Hello Kafka Dev,
We need help on lagging issue we are seeing on one of the environment which
doesn’t have much load. We are running kafka on multiple environement, and on
one of our environemnt we do see events are taking huge time (some time more
then a day) to get process from kafka. The topic have two partition, 3
replicase and two consumers are running on it (So one to one mapping between
partition and consumer). When i run kafka-consumer-group.sh to find the stats,
i can see lag on one of the consumer and then lag move to another consumer
after some time, and they keep switching with time and increase time to process
events. So look to me rebalancing is happening but at the same time consumer-id
is same so consumer not getting started in between. We also tried to restart
and kafka and zookeeper but end result is same, here is the detail.

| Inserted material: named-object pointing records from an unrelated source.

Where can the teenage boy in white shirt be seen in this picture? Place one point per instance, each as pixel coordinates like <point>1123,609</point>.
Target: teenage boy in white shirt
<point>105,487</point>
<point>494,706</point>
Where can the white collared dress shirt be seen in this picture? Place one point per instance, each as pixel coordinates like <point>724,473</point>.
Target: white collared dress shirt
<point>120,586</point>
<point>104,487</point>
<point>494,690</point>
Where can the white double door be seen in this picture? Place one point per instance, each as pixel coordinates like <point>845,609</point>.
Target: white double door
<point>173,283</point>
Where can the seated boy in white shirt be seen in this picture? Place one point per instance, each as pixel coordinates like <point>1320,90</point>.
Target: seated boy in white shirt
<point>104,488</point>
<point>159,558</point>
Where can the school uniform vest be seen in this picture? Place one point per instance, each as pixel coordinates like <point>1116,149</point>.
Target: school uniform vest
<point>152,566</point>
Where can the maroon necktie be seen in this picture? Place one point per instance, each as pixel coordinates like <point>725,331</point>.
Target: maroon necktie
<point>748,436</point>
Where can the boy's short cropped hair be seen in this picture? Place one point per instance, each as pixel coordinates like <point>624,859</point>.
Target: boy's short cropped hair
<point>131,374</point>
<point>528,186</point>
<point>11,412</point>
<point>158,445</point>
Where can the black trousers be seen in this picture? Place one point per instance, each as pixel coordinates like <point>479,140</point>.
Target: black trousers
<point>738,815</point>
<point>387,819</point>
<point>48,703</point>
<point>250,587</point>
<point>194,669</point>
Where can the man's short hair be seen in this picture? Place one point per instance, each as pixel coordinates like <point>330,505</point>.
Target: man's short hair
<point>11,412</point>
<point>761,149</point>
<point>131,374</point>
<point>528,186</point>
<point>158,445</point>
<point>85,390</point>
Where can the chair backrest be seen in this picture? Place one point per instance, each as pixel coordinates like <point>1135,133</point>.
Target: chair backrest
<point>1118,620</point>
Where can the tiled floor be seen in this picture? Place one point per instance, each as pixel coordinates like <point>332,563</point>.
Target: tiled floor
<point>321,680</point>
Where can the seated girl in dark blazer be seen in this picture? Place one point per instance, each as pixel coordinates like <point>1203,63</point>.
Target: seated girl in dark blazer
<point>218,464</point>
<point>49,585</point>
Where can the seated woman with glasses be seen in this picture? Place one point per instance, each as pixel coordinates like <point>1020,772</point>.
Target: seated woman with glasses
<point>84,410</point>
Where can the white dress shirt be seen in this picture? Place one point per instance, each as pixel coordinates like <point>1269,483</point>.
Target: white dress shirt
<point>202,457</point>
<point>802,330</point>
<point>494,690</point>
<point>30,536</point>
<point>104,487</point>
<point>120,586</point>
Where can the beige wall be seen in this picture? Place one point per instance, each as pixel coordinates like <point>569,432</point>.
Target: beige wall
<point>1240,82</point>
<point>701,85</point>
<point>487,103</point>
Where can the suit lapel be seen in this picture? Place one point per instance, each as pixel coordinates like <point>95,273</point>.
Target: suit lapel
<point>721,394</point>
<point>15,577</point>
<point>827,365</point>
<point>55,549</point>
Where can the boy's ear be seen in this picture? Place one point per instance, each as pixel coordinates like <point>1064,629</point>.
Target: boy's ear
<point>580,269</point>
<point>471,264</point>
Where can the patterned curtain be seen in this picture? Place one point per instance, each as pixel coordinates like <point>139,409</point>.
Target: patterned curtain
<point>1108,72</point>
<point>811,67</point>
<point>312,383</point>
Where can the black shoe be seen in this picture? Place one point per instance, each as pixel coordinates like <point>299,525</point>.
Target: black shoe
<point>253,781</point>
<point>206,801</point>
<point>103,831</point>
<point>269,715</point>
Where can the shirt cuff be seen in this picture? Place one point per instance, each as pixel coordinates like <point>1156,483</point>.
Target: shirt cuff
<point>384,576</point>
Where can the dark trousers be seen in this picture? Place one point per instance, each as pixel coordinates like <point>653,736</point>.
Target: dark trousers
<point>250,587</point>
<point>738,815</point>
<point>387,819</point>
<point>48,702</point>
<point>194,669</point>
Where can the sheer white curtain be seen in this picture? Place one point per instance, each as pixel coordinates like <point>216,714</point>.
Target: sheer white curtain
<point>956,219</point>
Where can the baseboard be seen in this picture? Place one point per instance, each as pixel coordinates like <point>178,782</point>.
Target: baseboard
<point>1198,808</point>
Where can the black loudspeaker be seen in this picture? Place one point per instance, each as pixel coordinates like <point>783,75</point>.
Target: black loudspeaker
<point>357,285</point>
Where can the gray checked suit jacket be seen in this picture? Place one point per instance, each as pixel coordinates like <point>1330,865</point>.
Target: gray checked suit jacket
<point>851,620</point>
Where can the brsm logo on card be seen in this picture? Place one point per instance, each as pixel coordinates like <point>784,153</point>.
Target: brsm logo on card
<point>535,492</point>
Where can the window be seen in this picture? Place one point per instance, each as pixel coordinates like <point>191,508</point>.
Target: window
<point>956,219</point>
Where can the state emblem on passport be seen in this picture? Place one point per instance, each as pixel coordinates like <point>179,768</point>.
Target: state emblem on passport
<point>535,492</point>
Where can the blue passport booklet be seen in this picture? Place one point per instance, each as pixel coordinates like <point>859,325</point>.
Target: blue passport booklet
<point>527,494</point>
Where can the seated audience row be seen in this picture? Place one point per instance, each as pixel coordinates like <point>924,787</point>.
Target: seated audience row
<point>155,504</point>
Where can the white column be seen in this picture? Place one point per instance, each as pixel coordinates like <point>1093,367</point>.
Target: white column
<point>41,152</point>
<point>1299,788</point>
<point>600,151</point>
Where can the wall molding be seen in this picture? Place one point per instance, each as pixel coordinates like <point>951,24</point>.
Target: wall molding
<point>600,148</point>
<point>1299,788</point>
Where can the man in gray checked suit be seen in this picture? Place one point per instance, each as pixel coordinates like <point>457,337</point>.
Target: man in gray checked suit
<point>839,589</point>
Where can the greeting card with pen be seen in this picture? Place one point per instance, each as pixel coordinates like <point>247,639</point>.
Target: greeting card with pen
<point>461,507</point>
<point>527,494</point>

[2018-10-12 03:52:21,676] WARN Removing server circle2-kafka2:909 from
bootstrap.servers as DNS resolution failed for circle2-kafka2
(org.apache.kafka.clients.ClientUtils)
group-es
group-rds
[vikas@circle1-kafka1 kafka]$ ./bin/kafka-consumer-groups.sh --bootstrap-server
circle1-kafka1:9092,circle2-kafka2:9092, circle1-kafka3 -describe -group
group-rds
Note: This will not show information about old Zookeeper-based consumers.
[2018-10-12 03:53:06,226] WARN Removing server circle2-kafka2:9092 from
bootstrap.servers as DNS resolution failed for circle2-kafka2
(org.apache.kafka.clients.ClientUtils)
[2018-10-12 03:53:06,436] WARN Removing server circle2-kafka2:9092 from
bootstrap.servers as DNS resolution failed for circle2-kafka2
(org.apache.kafka.clients.ClientUtils)
TOPIC PARTITION CURRENT-OFFSET LOG-END-OFFSET LAG
CONSUMER-ID
HOST CLIENT-ID
topic.events 1 45471 45471 0
data-consumer-i-00404a50d7551ef37-circle1-ecs2-group-rds-dc1cb0e1-48fb-40c5-bd96-0e9980e1083d
/172.27.4.133 data-consumer-i-00404a50d7551ef37-circle1-ecs2-group-rds
topic.events 0 344987 346323 1336
data-consumer-i-00404a50d7551ef37-circle1-ecs2-group-rds-3a13af04-048f-40b4-9b09-b74a9600dfd8
/172.27.4.133 data-consumer-i-00404a50d7551ef37-circle1-ecs2-group-rds
[vikas@circle1-kafka1 kafka]$ ./bin/kafka-consumer-groups.sh --bootstrap-server
circle1-kafka1:9092,circle2-kafka2:9092,circle1-kafka3 -describe -group
group-rds
Note: This will not show information about old Zookeeper-based consumers.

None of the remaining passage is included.